Former Inmate Robs Bank Just So He Can Go Back to Prison

William J. Gallagher, a 68-year-old career criminal who had just been released from prison after a 20-year sentence, recently robbed a Wisconsin bank, with the sole purpose of getting arrested and sent back to prison.

Six months after finishing his 20-year prison sentence at a penitentiary in New Jersey for attempted homicide, Gallagher took an Amtrak train to Chicago, then another one to Milwaukee, in Winsconsin, where he headed straight to a Chase bank with the intention to rob it. But this wasn’t your usual bank robbery. Instead of getting as much money as possible and trying to escape before the police arrived, Gallagher demanded some $100 bills, then casually asked the bank teller to call the police, and simply waited for them to arrive and arrest him. His goal was never to escape with the money, but to get sent back to prison for his crime.
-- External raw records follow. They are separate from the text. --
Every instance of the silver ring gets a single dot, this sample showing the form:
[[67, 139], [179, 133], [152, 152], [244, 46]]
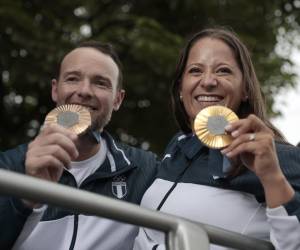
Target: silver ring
[[252, 137]]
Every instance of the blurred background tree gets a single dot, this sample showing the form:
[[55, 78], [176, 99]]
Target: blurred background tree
[[148, 36]]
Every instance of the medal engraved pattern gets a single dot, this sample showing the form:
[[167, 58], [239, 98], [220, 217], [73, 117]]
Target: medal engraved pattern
[[210, 123], [67, 119], [74, 117]]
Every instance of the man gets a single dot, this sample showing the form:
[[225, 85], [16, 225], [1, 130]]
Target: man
[[90, 76]]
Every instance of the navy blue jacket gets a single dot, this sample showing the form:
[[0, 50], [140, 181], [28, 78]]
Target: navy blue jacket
[[134, 166]]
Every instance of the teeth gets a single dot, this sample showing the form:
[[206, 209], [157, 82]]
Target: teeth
[[208, 98]]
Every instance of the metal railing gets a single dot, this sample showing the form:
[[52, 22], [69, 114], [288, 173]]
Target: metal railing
[[181, 234]]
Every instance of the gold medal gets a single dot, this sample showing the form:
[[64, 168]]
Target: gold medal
[[210, 124], [74, 117]]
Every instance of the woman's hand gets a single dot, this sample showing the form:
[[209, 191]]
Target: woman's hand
[[254, 143]]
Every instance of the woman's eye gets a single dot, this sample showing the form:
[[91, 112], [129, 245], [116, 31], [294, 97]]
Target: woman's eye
[[194, 70], [224, 70]]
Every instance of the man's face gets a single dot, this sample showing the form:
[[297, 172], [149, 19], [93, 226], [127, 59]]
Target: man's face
[[89, 78]]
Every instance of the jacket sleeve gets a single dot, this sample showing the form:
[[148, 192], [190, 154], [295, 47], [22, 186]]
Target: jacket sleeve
[[285, 220], [13, 213]]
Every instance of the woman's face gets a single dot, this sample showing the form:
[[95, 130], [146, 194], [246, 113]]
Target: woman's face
[[211, 77]]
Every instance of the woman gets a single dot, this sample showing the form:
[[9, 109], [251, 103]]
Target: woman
[[252, 186]]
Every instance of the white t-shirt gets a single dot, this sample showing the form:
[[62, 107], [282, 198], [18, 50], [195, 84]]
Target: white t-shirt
[[82, 169]]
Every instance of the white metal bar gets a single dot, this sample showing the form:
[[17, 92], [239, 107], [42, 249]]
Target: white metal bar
[[182, 234]]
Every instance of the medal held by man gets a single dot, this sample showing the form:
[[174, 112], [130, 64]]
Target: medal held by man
[[74, 117]]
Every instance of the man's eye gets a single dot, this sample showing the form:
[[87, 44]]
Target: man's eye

The New York native had spent so much time behind bars that he simply couldn’t adjust to life on the outside, and after remembering that a fellow inmate had once told him that prisons in Wisconsin were the best in the United States, he decided to travel there and commit a crime so he could go back to his old life.

Photo: tadah/Pixabay

“About 48 years ago, I’m sitting with a 72-year-old con, and he had been in just about every prison in the country and he did two bids in Wisconsin,” William J. Gallagher said, according to a plea hearing transcript. “And he said it was the best food, commissary, this, that, everything.”

Another incentive for Gallagher to get imprisoned in Wisconsin was the great healthcare inmates here receive, which reportedly rivals the care offered through the US Department of Veterans Affairs. VA doctors had recently removed cancerous growths off of his back and had found three other lymph nodes in his stomach and a nodule on his lung. He figured they could be taken care of in prison.

But it wasn’t just the superior amenities and healthcare of Wisconsin prisons that made this Vietnam veteran go to such extreme lengths to get locked up again. He had been institutionalized for so long that he simply couldn’t adjust to life on the outside, and he didn’t want to be a burden for his children either, so he did what he felt he had to do.

“I’m not crazy, your honor,” Gallagher told Judge David Hansher during his hearing. “I’m 68. I just got out. Every day I’m looking at my watch. Oh, they’re in the yard now. … Instead of leaving, trying to lead a life out here, I’m thinking about what’s going on where I just left.”

Bewildered by the 68-year-old’s explanation, the judge asked him if he had seen the 1994 movie “Shawshank Redemption”, referring specifically to the character Brooks Hatlen, a longtime inmate and prison librarian, who took his own life after being released, because he couldn’t adjust.

“That’s me. The librarian guy,” Gallagher answered. “Institutionalized, couldn’t adjust, everything fell apart, he hung himself. I’m not hanging myself but, you know, that’s it.”

Photo: TryJimmy/Pixabay

Even the assistant district attorney prosecuting Gallagher in this bizarre case, James Griffin, was shocked by the man’s explanation.

“I’ve never heard anyone rob a bank so they can get to prison so they could get health care,” Griffin said. “It’s a sad comment on the situation of health care in America. … That a guy’s got to rob a bank to get health care is unfortunate, to say the least.”

William J. Gallagher asked for a 10-year prison sentence, but Judge Hansher decided not to sentence him just yet. Instead, he asked for a presentence investigation to be conducted, and scheduled a sentencing hearing for February 13.

Gallagher’s request to go to prison for at least a decade puts Charles Roozen, his attorney, in a difficult and strange position. Lawyers usually try to get their clients off the hook or at least get reduced sentences for them, but at the same time they have to abide by the clients’ wishes too.

“This is the complete opposite role that I’m used to or want to be in,” Roozen said.

This bizarre case reminds me of another surreal story we reported a few years back, about a man who robbed a bank and simply waited for the police to arrest him, just so he could go to prison and escape his nagging wife.